E serviu para quê?
Chega a ser comovente
assistir aos apelos compungidos dos porta-vozes da maioria para que a troika mude. Sabemos que a memória é
curta, mas não curta o suficiente para esquecer que, há pouco mais de dois
anos, os mesmíssimos protagonistas rasgavam as suas vestes a caminho do
aeroporto para receberem de braços abertos um programa redentor que transformaria
estruturalmente o país. Os resultados estão agora à vista.
Há, desde logo, uma enorme
diferença entre o que então nos era dito e o que agora é dito sobre o que então
nos era dito. Parece confuso mas infelizmente não é.
O memorando de ajustamento –
o tal programa que Passos Coelho, com a impreparação que o caracteriza,
considerava estar aquém do programa do PSD – propunha-se corrigir os nossos
desequilíbrios macroeconómicos e recuperar a credibilidade externa do país. De
acordo com o memorando, em 2014 a dívida estaria a baixar, o défice ficaria nos
2,3%, o desemprego seria de 12,5% e a economia recuaria 0,3% ao longo da
vigência do programa. É penoso atualizar estes valores.
O caminho para a salvação
era linear. Uma consolidação orçamental feita rapidamente e com cortes abruptos
na despesa teria um efeito expansionista, na medida em que os efeitos positivos
gerados pela determinação política revelada por um Governo capaz de cortar
serviriam para contrariar o impacto recessivo do frontloading. Portugal foi apenas mais uma cobaia numa longa série
de experiências deste género condenadas ao fracasso.
Há uma explicação menos
delirante para a opção tomada. Para os
“austeritários realistas” (bem sei que é uma contradição nos termos), a
estratégia orçamental estava condenada ao fracasso, mas o ajustamento tinha de
ser feito para convencer os mercados. O que importava era recuperar a
credibilidade, mesmo que esta dependesse da credulidade externa. Como se vê
pelos anúncios de degradação do rating
da República, não é possível ficcionar a realidade durante muito tempo.

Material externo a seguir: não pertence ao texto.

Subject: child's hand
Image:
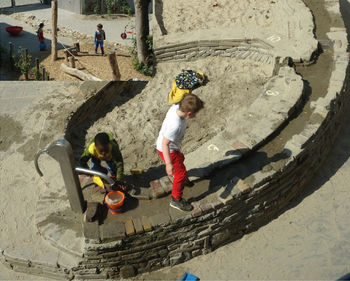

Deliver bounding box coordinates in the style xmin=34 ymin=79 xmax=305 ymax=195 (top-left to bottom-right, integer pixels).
xmin=165 ymin=163 xmax=174 ymax=176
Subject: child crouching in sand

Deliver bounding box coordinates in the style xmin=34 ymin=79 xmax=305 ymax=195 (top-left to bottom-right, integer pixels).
xmin=80 ymin=133 xmax=124 ymax=190
xmin=157 ymin=94 xmax=204 ymax=211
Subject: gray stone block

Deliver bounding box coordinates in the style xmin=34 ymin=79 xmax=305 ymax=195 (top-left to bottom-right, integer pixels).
xmin=132 ymin=218 xmax=143 ymax=234
xmin=83 ymin=221 xmax=101 ymax=243
xmin=170 ymin=253 xmax=185 ymax=266
xmin=120 ymin=265 xmax=136 ymax=278
xmin=149 ymin=213 xmax=171 ymax=227
xmin=100 ymin=222 xmax=125 ymax=242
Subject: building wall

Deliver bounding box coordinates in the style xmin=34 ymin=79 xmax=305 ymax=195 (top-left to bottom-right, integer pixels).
xmin=58 ymin=0 xmax=82 ymax=14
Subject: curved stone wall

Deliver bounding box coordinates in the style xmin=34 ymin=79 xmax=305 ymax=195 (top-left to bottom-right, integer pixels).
xmin=58 ymin=29 xmax=349 ymax=277
xmin=2 ymin=2 xmax=349 ymax=279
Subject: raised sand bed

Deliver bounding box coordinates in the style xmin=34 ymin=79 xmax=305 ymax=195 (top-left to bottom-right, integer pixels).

Agora, quando até os autores
intelectuais e materiais da estratégia procuram lavar as mãos e defendem – como
fez o FMI – que a austeridade demasiado rápida pode ser autodestrutiva e que a
confiança não desempenhou um papel relevante, há uma pergunta que sobra: toda
esta destruição serviu exatamente para quê?
Há a este propósito uma
recomendação plena de cinismo que deve ser recordada: “nunca se deve
desperdiçar uma boa crise”. Esta crise, não tendo contribuído para equilibrar
as contas públicas, para reformar a nossa economia política ou para corrigir
desigualdades nos vários mercados, tem sido instrumental.
No fundo, foi uma
oportunidade para alterar as relações de poder na sociedade portuguesa, favorecendo
uns e enfraquecendo outros. Sem a crise como pretexto não teria seria possível
implementar uma agenda ideológica que desequilibrasse as relações laborais a
favor dos empregadores; que, invocando a liberdade como pretexto, degradasse a
escola pública; que afastasse as classes médias do Estado Social e que fizesse
do empobrecimento o objectivo central de todas as políticas.